Suaranya terdengar serak bersamaan dengar air matanya yang keluar. Rasanya
tubuhnya hancur ketika dorongan terakhir yang diciptakan pemuda di atasnya
membuat tubuh mereka bersatu. Ia merasakan denyutan hebat sebagai respon dari
masuknya milik Sai bersamaan dengan kenikmatan yang ia terima ketika dua alat
reproduksi itu saling bekerja.
"Hiks... hiks...
hiks..." Samar-smar di antara kenikamatan yang tengah tercipta tangis itu
mengubah segalanya. Akhirnya ia mendongak untuk menatap wanita di bawahnya. Sai
terkejut mendapati air mata itu menderas. Ia tak mampu berucap, hanya bungkam
menatap penuh penyesalan ke arah Sakura.
***
Sudah sedari setengah jam yang
lalu sang penerang siang kembali ke tempat ia beristirahat. Meninggalkan dua sosok manusia yang tetap terdiam
meskipun kegiatan yang mereka lakukan terhenti satu jam yang lalu.
Sakura meringkuk di balik selimutnya, membelakangi Sai yang terduduk di
ujung kamar miliknya.
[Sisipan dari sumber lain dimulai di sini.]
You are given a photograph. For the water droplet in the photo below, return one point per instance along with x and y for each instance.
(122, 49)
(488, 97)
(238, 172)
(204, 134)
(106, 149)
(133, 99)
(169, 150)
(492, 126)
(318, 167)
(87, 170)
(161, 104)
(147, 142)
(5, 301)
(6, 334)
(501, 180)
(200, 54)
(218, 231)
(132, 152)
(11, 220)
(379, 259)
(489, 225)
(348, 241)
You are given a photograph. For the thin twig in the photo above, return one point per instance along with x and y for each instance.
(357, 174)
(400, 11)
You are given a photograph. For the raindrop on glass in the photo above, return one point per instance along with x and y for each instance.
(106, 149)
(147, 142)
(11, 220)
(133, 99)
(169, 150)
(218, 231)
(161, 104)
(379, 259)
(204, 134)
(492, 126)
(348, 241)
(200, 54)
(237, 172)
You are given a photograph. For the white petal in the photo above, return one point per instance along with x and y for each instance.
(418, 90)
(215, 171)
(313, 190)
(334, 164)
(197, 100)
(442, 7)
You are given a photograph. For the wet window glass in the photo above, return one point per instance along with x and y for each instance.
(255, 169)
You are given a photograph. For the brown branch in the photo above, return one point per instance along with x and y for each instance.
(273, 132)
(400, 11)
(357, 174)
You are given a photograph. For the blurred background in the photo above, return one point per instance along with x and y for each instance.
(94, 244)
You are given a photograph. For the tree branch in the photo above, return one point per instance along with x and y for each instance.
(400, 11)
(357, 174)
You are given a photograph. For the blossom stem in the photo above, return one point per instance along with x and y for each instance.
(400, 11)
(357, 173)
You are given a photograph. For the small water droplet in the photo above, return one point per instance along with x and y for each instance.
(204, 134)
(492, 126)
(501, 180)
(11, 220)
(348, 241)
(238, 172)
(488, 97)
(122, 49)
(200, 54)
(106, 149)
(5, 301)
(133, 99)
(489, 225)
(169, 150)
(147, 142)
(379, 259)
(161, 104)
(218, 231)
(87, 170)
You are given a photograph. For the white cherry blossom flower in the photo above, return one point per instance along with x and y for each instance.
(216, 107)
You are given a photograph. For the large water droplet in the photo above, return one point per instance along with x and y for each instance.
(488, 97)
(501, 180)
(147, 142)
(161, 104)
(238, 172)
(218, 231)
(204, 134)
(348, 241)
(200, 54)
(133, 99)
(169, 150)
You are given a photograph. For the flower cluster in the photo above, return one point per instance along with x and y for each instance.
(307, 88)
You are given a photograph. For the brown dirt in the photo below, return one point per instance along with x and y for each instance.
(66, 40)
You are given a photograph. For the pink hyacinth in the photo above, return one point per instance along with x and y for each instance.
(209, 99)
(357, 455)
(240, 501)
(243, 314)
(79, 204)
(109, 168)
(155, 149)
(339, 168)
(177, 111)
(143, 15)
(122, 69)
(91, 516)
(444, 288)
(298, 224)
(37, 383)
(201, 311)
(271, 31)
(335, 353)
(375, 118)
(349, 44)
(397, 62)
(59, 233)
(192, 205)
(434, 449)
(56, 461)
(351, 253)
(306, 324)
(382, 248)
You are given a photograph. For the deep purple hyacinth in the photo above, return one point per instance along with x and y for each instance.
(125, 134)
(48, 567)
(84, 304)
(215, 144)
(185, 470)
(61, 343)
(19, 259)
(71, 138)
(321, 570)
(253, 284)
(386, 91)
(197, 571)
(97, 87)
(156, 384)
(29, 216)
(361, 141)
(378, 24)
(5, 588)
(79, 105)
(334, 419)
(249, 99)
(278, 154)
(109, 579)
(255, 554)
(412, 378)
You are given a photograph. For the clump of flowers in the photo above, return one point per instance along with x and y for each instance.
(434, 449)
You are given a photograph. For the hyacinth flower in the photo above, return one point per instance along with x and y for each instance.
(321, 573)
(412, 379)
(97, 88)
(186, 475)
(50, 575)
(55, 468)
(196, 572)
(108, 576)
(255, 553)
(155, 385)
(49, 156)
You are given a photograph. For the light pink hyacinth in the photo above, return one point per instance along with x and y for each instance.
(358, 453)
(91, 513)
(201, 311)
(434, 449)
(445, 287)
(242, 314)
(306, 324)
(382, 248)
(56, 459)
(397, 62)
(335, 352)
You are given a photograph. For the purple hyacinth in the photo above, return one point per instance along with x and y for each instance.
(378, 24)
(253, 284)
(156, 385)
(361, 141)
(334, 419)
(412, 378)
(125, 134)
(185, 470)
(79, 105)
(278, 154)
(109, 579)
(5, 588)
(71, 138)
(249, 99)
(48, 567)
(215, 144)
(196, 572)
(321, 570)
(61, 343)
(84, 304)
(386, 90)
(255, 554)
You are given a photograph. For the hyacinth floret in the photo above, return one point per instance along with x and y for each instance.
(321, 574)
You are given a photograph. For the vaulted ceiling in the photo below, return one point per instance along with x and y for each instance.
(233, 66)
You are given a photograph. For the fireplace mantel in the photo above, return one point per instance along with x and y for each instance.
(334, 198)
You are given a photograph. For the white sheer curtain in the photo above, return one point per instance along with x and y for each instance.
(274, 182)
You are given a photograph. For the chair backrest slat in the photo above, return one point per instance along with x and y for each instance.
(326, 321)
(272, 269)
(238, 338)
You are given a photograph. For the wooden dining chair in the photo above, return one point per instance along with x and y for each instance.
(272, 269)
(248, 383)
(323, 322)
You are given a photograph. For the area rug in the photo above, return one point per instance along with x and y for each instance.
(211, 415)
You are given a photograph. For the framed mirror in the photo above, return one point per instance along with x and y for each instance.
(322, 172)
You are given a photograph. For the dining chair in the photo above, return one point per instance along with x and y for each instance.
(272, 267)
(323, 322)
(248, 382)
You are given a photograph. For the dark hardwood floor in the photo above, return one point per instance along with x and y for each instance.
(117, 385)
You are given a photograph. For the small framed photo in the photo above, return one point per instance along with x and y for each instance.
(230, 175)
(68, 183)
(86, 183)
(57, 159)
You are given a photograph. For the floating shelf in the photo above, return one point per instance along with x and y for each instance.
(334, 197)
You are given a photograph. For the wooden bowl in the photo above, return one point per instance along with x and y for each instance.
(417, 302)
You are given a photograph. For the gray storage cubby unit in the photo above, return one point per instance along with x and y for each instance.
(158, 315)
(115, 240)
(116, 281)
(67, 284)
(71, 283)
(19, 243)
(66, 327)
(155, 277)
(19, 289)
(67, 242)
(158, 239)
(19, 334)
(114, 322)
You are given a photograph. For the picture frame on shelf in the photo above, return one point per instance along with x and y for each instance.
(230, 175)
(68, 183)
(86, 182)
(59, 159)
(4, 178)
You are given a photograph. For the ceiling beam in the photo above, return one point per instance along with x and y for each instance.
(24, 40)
Rasanya kedua makhluk Tuhan ini tengah menyesali ketidak
terkendalian tubuh mereka.
"Pulanglah, Sai." Suara itu semakin terdengar serak, "Kau
sudah mendapatkan lebih dari yang kau cari."
Sai mendongak, menatap punggung polos Sakura yang tetap membelakanginya.
Ia tahu
Sakura tengah menahan tangisnya.
"Aku ingin sendiri,
Sai." Suara serak itu kembali terdengar.
Namun percuma Sai masih enggan
beranjak dari duduknya, malah ia semakin menenggelamkan kepalanya pada lipatan
kedua tangannya yang bertumpu pada kedua lututnya.
"Gomen, sakura-san," gumamnya.
Terlewat tengah malam mereka tetap mempertahankan posisi masing-masing.
Mendiamkan diri sendiri atas apa yang tengah mereka lakukan hari ini. Bahkan
ketika siang menjelang di hari berikutnya Sakura tetap mendapati Sai di pojok
ruanganya, meringkuk dalam duduknya.